Newly enhanced virtual machine (VM) and bare metal compute, and new bare metal graphical processing unit (GPU) instances enable customers to run even nfrastructure-heavy workloads such as high-performance computing (HPC), big data, and artificial intelligence (AI) faster and more cost-effectively, according to the company.
Unlike competitive offerings, Oracle says, its Cloud Infrastructure is built to meet the unique requirements of enterprises, offering predictable performance for enterprise applications while bringing cost efficiency to HPC use cases. According to Oracle, it delivers 1,214% better storage performance at 88% lower cost per input/output operation (IO).
All of Oracle Cloud Infrastructure’s new compute instances leverage Intel’s latest Xeon processors based on the Skylake architecture. Oracle’s accelerated bare metal shapes are also powered by NVIDIA Tesla P100 GPUs, based on the Pascal architecture. Providing 28 cores, dual 25Gb network interfaces for high-bandwidth requirements and over 18 TFLOPS of single-precision performance per instance, these GPU instances accelerate computation-heavy use cases such as reservoir modeling, AI, and deep learning.
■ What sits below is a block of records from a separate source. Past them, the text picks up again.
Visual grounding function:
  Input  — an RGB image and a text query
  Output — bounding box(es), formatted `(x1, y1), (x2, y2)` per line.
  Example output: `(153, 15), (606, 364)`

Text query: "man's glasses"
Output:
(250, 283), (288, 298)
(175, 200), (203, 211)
Oracle also plans to release NVIDIA Volta architecture-powered instances with 8 NVIDIA Tesla V100 GPUs interconnected via NVIDIA NVLINK to generate over 125 TFLOPS of single-precision performance. Unlike the competition, Oracle says it will offer these GPUs as both virtual machines and bare metal instances. Oracle will also provide pre-configured images for fast deployment of use cases such as AI. Customers can also leverage TensorFlow or Caffe toolkits to accelerate HPC and deep learning use cases.
In addition, Oracle’s new VM standard shape is now available in 1, 2, 4, 8, 16, and 24 cores, while the bare metal standard shape offers 52 cores, the highest Intel Skylake-based CPU count per instance of any cloud vendor. Combined with its high-scale storage capacity, supporting up to 512TB of non-volatile memory express (NVMe) solid state drive (SSD) remote block volumes, the company says, these instances are well-suited for traditional enterprise applications that require predictable storage performance.
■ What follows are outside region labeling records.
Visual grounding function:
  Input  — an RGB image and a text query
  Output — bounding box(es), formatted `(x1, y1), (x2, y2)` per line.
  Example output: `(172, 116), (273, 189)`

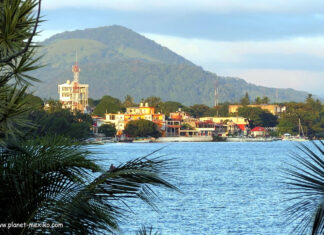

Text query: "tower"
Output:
(58, 54), (89, 112)
(214, 80), (219, 117)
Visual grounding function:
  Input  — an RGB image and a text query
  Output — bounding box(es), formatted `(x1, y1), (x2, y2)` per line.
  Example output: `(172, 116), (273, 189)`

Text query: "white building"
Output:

The Dense I/O shapes are also available in both VM and bare metal instances and are optimal for HPC, database applications, and big data workloads. The bare metal Dense I/O shape is capable of over 3.9 million input/output operations per second (IOPS) for write operations. It also includes 51TB of local NVMe SSD storage, offering 237% more capacity than competing solutions.
Finally, Oracle Cloud Infrastructure has simplified management of virtual machines by offering a Terraform provider for single-click deployment of single or multiple compute instances for clustering. In addition, a Terraform-based Kubernetes installer is available for deployment of highly available, containerized applications.